Thomas (Thom) Mason is the President and CEO of Triad National Security, LLC and the director designate of Los Alamos National Laboratory. A condensed matter physicist, he previously served as the director of Oak Ridge National Laboratory from 2007-2017, and as Senior Vice President for Global Laboratory Operations at Battelle. In this interview, Mason describes some of the major scientific projects at Oak Ridge from the Manhattan Project to today, including the Spallation Neutron Source, nuclear reactor development, scientific computing, and nuclear nonproliferation efforts. He also explains why he believes that the science done at universities and national laboratories creates “a fertile ground” for innovation.
Virginia S. Coleman grew up in Louisburg, North Carolina. She was a chemist at the Y-12 Plant at Oak Ridge during the Manhattan Project, and was one of the women featured in Denise Kiernan’s book “The Girls of Atomic City.” In this interview, she remembers arriving at Oak Ridge and her wait in the “bullpen” until she could be cleared to work there. Coleman describes the projects she was involved with and remembers some of her colleagues. She also describes riding the bus at Oak Ridge and her experiences as a social worker after the war.

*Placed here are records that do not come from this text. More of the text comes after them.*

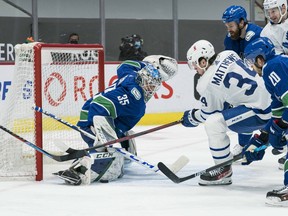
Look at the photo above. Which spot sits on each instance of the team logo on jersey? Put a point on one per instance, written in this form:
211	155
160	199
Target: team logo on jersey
274	78
136	93
249	35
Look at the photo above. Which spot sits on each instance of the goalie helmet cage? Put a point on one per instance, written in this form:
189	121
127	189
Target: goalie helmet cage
59	78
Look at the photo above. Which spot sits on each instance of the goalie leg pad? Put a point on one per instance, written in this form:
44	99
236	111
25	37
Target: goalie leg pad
103	130
108	166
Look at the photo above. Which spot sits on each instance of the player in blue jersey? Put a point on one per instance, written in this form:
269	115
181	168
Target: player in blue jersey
111	114
277	31
225	80
261	54
240	34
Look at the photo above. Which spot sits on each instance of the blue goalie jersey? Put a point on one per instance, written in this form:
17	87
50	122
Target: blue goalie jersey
123	101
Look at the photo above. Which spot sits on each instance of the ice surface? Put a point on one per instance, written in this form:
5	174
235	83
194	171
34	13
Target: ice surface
145	193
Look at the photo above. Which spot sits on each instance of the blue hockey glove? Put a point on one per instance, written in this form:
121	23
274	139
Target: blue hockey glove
188	119
276	134
248	151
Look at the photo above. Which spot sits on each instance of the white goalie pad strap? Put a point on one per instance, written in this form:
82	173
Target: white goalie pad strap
103	130
114	169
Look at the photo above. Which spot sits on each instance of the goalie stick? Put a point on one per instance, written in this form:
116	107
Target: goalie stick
176	166
60	158
173	177
39	109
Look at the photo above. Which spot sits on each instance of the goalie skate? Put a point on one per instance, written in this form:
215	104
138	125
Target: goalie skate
69	176
220	176
278	197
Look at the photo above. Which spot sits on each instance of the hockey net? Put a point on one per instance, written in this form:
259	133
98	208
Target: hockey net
59	78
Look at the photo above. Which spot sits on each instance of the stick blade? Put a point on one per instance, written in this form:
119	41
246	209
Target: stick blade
167	172
179	164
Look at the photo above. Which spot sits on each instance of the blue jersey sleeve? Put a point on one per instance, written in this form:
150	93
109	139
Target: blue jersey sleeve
275	75
123	102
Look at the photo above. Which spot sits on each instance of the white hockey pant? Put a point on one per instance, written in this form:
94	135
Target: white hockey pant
219	142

Spencer Weart is a historian of science. Originally trained as a physicist, Weart served for many years as director of the Center for History of Physics of the American Institute of Physics (AIP) in College Park, Maryland. In this interview, Weart discusses the French nuclear program, starting with its origins with Marie and Pierre Curie. He examines the prominent role of their daughter, Irene, and her husband, Frédéric Joliot, who together won a Nobel Prize in 1935 for their discovery of artificial radioactivity. Irene and Frédéric’s work made enormous contributions to the development of nuclear physics during the late 1930s. Weart goes on to explain how, during World War II, key members of the French program became part of the Manhattan Project, as well as Joliot’s role in the French Resistance. He concludes with a discussion of the postwar nuclear program in France.